Mitochondrial tRNA plays an important role in cellular protein synthesis. It is highly conserved in the process of genetic evolution, and abnormal tRNA usually leads to the emergence of genetic diseases. Mutations in the gene encoding tRNA^{Ser (UCN)}, leading to a reduction in the tRNA level, have been closely associated with non-syndromic SNHL. In the present study, we investigated the molecular and genetic features of two Chinese families suffering from hearing loss. Using NGS and Sanger sequencing, we identified two pathogenic mutations: 7445 A > G and 7510T > C, located in the tRNA^{Ser (UCN)} gene.

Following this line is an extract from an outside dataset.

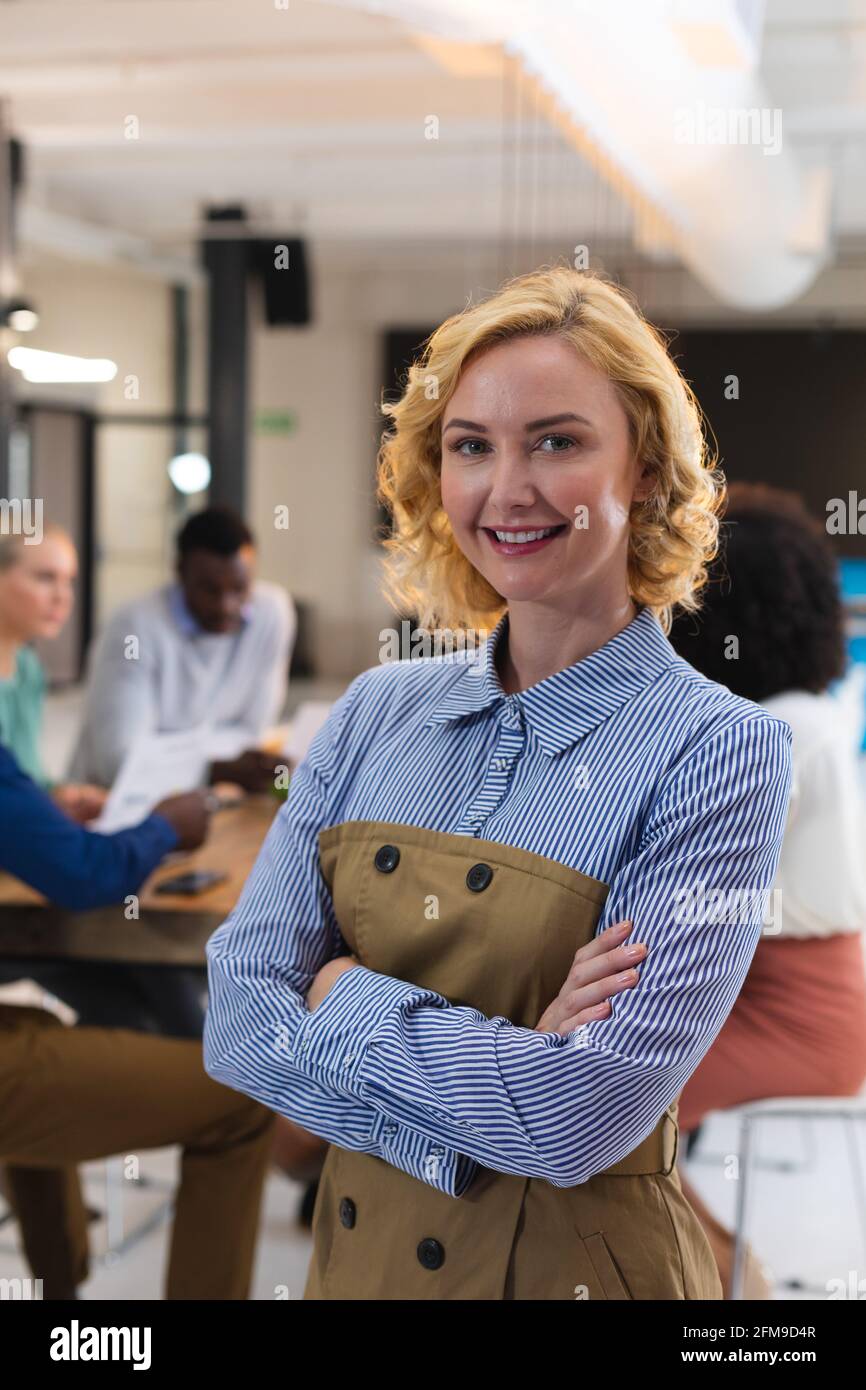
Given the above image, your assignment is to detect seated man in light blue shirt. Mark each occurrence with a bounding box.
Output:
[72,507,297,791]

The 7445A > G mutation identified in Family 1 is a well-known abnormality in the precursor of tRNA^{Ser (UCN)} gene, which is associated with hearing loss. The mutation changes the stop codon (AGA) into AGG in the H-strand mRNA, encoded by the mitochondrial COI [3]. At the same time, this mutation is adjacent to the 3’ end site of the endonucleolytic processing of the L-strand RNA precursor [7]. Thus, the 7445A > G mutation significantly reduces the steady-state levels of tRNA^{Ser (UCN)} and decreases the rate of ND6 synthesis, leading to mitochondrial dysfunction, which is a prerequisite for the onset of hearing loss [3]. In terms of the symptoms, the patients harboring 7445A > G mutation not only presented with isolated SNHL, but some patients also presented in combination with palmoplantar keratoderma. Based on the published studies (Table 2), along with our results, we found that palmoplantar keratosis occurred in New Zealand, Japan, France, Portugal and Chinese families (5/10) [[8], [9], [10], [11], [12], [13], [14], [15]]. It can be seen that m.7445A > G mutation could not just damage the cochlear function, but also often induce skin keratosis dysfunction.

Table 2.

Clinical features of different families with the 7445A > G mutation.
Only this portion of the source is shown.